A trademark is a high-value, critical business asset. The value of Scania’s brand, which is symbolised by the griffin, has been built up over a very long time and is very strongly linked to the company’s products and services as well as its core values.
For more than 110 years, Scania has marketed its products and services using the Skåne griffin in its trademark and symbols. Skåne (Latin: Scania) is Sweden’s southernmost province, with Malmö as the largest city. A total of eight different such griffins have been recorded over the years.
Introducing the griffin
The griffin is a symbol which has a central position in Scania’s history and a strong connection with the company’s long and distinguished tradition.

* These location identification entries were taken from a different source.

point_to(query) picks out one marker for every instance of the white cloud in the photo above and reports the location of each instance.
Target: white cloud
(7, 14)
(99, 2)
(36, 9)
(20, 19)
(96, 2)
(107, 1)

The griffin symbolises qualities such as strength, speed, alertness and courage.
The first time we come across the Scania name and the griffin is in 1901. The first trademark of Maskinfabriks Aktiebolaget Scania in Malmö was registered at that time. The trademark was combined with the décor element of the pedal crank in the bicycles that this small company manufactured in Malmö and also came to adorn the radiator of Scania’s first series-produced passenger cars.
The VABIS (Vagnfabriksaktiebolaget i Södertälje) name was registered on 13 June 1906 and was used on all vehicles that the company manufactured in Södertälje until 1911, when AB Scania-Vabis was formed. The trademark, or symbol, that was then designed would become a legendary mark of quality in Swedish industry.
When Scania and Saab merged in 1969 to form Saab-Scania, the Scania name was used on the vehicles, supplemented in certain models with a separate griffin – a symbol of the Scania product.
Adopting a new symbol
This is how it was until 1984, when Saab-Scania adopted a new symbol, designed by the world-famous Swedish artist Carl Fredrik Reuterswärd. The new symbol, with the Griffin and two vertically displaced ellipses connected to what characterised the company: Swedish, with technical know-how, broad experience and a long tradition.
When Scania became an independent company again in 1995, it was natural to let the griffin and parts of the pedal crank serve as the basic element of the new corporate symbol.